Dinner was delicious. The soft plantain fufu Osewa had prepared was arranged in a bowl like a row of smooth, rounded pillows too perfect to be disturbed. Steaming, fluffy white yam was piled high on another plate. Chunks of goat meat, okro, and aubergine lay in rich palm nut soup like islands in an ocher sea.

As they ate, Mama and Auntie Osewa talked back and forth and laughed together. Uncle Kweku joined in a little, but the conversation still belonged to the women. Cairo and Darko sat next to each other and were mostly quiet, the way children were supposed to be in the presence of their elders, but they slipped each other a few inside jokes and giggled in secret.

A call came from outside the house, “Kawkaw-kaw!”

“Come in,” Uncle Kweku said.

A man entered. He looked about Auntie’s age-around twenty-four or twenty-five. His physique was thicker than Uncle Kweku’s by far. His face was angular, with high cheekbones as sharp as mountain ridges, and his smoky black skin was as smooth as a woman’s.

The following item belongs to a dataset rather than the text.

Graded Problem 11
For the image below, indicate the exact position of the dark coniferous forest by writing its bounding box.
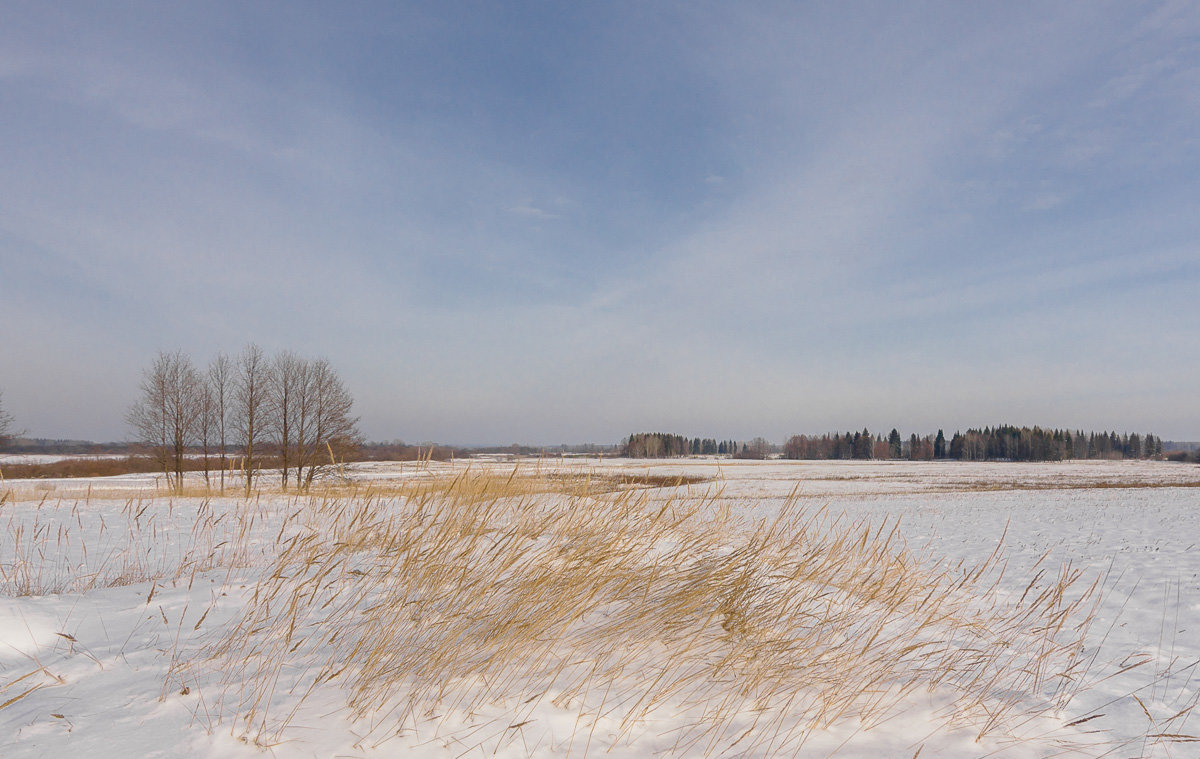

“Woizo,” Uncle Kweku said, getting up to shake hands with him.

“How are you, Kweku?”

“Fine, fine.” Uncle Kweku was beaming. “Come and eat with us.”

“Thank you, my brother. I was passing by and wanted to greet you.”

Darko listened to his speech. It had an uneven rhythm. His voice was not exactly rough, but it had cracks in it like the surface of a badly tarred road.

“Woizo, woizo,” Auntie Osewa said.

She made space for him at the table and then introduced Mama, Cairo, and Darko. His name was Isaac Kutu. He was one of the local healers. He smiled at everyone. His eyes were dark and deep, and sometimes he looked to the right or left without turning his head.

“Mr. Kutu has been helping us,” Auntie Osewa said, looking from her husband to her sister. Darko didn’t know what she meant.